Le pétrole issu des sables bitumineux dans le collimateur de la Commission européenne
Commissaire européenne chargée de l'Action pour le climat, Connie Hedegaard a soumis aux États membres une proposition de directive visant à fixer des normes environnementales et de qualité sur les carburants

La Commissaire européenne à l’Action pour le climat Connie Hedegaard veut instaurer des normes environnementales et de qualité minimale pour les carburants. Une idée qui bien entendu ne plaît pas à tout le monde…

Tout comme son homologue chargée de la Pêche Maria Damanaki, Mme Hedegaard a visiblement la protection de l’environnement chevillée au corps. Elle n’est par ailleurs pas du genre à reculer face aux pressions des lobbies, aussi puissants et menaçants soient-ils, comme celui du transport aérien vient d’en faire l’amère expérience.
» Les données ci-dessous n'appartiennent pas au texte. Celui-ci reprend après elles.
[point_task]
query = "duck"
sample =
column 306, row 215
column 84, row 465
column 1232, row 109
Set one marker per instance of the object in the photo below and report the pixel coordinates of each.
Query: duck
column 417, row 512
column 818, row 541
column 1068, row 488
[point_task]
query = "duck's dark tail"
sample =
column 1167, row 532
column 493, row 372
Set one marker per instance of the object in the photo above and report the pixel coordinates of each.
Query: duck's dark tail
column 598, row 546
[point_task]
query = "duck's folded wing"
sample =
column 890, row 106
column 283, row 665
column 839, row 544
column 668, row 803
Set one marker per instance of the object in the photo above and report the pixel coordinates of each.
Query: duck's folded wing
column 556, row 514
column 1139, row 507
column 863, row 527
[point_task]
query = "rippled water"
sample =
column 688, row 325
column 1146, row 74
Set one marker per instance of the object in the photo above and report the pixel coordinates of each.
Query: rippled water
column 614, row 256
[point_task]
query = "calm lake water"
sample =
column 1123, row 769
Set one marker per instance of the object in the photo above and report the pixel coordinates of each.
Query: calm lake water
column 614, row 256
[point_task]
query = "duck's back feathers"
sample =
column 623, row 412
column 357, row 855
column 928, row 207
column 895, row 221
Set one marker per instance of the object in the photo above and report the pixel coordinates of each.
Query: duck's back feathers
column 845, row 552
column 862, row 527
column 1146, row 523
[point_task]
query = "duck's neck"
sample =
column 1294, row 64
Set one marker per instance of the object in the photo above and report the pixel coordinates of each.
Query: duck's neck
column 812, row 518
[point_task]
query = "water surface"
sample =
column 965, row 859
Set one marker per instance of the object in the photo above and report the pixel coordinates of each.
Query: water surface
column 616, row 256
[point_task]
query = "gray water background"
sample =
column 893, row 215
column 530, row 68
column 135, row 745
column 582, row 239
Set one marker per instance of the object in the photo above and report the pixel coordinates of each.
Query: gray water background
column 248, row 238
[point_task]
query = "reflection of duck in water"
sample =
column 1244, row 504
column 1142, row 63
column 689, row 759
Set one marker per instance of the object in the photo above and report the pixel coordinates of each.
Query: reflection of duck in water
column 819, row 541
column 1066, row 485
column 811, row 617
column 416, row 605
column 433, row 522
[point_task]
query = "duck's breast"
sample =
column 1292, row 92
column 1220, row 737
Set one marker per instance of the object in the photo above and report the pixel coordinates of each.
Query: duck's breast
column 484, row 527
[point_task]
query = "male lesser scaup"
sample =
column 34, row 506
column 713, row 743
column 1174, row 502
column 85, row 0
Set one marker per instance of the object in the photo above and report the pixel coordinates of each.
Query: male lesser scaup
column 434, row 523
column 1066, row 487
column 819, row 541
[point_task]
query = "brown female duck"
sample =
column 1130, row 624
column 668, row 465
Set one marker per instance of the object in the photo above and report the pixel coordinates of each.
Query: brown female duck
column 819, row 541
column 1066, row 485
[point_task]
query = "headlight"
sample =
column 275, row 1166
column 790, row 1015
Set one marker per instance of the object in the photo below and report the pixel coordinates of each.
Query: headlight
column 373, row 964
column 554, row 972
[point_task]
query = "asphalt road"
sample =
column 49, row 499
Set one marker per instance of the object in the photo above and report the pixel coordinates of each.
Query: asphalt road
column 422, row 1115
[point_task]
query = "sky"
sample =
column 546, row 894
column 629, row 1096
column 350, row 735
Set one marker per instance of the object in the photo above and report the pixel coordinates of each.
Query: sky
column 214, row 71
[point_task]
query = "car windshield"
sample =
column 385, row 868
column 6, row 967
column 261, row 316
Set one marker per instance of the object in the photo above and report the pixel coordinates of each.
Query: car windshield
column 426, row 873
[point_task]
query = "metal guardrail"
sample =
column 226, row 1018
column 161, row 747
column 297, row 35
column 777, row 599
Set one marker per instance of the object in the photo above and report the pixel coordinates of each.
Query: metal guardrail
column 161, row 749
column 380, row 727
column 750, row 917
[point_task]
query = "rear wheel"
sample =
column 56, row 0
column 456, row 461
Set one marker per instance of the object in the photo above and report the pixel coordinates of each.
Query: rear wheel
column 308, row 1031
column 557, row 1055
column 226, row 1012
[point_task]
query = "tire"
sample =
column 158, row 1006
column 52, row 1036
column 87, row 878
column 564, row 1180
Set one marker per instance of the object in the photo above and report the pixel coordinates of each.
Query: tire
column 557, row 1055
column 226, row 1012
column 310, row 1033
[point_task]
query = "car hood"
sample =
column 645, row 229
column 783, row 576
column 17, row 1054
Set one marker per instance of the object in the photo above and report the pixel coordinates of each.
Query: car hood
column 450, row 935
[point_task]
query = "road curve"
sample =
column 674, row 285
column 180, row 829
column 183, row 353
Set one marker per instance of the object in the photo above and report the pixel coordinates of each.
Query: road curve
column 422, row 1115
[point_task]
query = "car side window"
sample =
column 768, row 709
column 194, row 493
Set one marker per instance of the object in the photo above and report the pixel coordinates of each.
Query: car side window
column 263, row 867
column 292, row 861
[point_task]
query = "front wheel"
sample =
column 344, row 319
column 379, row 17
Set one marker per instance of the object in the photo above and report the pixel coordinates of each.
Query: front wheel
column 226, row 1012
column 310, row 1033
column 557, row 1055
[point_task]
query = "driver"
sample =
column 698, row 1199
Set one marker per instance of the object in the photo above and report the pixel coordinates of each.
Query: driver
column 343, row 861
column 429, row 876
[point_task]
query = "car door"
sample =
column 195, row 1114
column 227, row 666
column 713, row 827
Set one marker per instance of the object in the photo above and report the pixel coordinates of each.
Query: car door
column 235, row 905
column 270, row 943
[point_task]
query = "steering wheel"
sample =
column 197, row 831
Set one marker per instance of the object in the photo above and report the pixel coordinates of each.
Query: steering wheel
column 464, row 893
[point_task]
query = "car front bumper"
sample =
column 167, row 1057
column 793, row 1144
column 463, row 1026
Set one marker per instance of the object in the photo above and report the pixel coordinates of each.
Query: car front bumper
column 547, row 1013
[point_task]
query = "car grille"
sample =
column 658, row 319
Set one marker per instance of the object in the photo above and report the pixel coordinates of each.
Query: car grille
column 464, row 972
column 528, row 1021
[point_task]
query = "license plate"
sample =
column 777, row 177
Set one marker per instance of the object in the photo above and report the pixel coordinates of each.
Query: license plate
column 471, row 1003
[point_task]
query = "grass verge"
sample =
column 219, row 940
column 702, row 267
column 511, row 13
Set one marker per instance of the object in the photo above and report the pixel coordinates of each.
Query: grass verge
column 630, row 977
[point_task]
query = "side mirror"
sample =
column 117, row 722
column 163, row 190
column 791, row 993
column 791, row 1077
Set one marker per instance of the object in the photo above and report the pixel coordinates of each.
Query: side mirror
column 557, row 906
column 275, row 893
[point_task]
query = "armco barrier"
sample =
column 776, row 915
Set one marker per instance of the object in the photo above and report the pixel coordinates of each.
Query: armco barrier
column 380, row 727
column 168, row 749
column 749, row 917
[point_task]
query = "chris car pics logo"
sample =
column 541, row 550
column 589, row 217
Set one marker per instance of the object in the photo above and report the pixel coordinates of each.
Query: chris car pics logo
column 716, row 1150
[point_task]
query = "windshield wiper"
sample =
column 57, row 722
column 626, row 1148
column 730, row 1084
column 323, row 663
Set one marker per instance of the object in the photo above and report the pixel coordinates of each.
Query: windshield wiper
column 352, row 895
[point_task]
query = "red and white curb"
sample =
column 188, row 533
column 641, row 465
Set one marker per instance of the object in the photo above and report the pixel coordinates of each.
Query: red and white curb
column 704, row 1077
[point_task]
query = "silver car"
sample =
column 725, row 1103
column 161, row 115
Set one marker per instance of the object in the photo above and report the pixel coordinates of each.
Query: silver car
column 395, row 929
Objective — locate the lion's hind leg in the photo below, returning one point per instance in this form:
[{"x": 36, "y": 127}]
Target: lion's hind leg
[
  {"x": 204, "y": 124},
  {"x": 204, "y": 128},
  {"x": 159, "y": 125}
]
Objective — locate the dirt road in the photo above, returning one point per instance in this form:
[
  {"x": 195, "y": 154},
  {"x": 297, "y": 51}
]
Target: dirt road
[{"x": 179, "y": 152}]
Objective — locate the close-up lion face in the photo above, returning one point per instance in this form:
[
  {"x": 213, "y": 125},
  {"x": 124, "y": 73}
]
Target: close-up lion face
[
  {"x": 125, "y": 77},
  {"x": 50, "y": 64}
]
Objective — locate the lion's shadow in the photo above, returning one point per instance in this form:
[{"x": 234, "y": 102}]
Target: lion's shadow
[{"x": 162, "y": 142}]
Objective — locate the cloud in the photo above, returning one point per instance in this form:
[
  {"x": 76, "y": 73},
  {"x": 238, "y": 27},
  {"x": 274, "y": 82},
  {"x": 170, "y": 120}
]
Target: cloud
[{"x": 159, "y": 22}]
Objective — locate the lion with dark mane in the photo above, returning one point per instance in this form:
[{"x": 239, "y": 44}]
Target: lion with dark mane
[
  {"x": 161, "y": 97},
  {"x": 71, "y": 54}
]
Ayant déclenché les foudres unanimes du secteur, « son » système de quotas d’émissions de CO2 devrait tout de même être mis en place dans la mesure où l’avocat général à la Cour européenne de Justice Me Juliane Kokott, saisie par l’association des compagnies aériennes, l’a jugé conforme au droit international et où les magistrats suivent l’avis de ce dernier (bien que consultatif) dans quatre cas sur cinq.

Sur sa lancée, l’audacieuse Mme Hedegaard, manifestement déterminée à marquer son passage à Bruxelles de son empreinte, parviendra-t-elle à limiter l’utilisation du pétrole issu des sables bitumineux ? Elle a en tout cas adressé aux États membres de l’Union une proposition de directive en ce sens mardi dernier.

Pleinement consciente des ravages écologiques liés à cette méthode d’exploitation rendue possible par la hausse des prix du baril mais qui requiert des techniques d’extraction à la fois complexes et polluantes et fait couler beaucoup d’encre au Canada - et, à un degré moindre, à Madagascar et au Venezuela -, la « madame Climat » de Bruxelles entend pénaliser les pays membres qui importent du pétrole non-conventionnel et dissuader ceux qui seraient tentés de le faire.

Ottawa montre les crocs

Séduisant vu la hausse de la pollution atmosphérique, le déboisement et l’apparition de pluies acides néfastes pour les écosystèmes dans les zones concernées de l’autre côté de l’Atlantique (NDLR : certaines associations de protection de l’environnement évoquent par ailleurs une quantité de rejets carbone cinq fois supérieure à celle engendrée par les forages de pétrole « traditionnels »), son projet consiste à sortir préventivement du jeu les carburants les plus polluants. « Avec cette mesure, nous adressons un signal aux producteurs de carburants fossiles car il est important pour l’avenir de quantifier leur impact », a résumé Mme Hedegaard, dont les desseins, sans surprise applaudis par Greenpeace et les eurodéputés Verts, sont pour partie motivés par l’engagement qu’a pris l’Union Européenne (UE) en 2009 de réduire de 6 % les émissions de dioxyde de carbone issues des carburants utilisés dans les transports à l’horizon 2020.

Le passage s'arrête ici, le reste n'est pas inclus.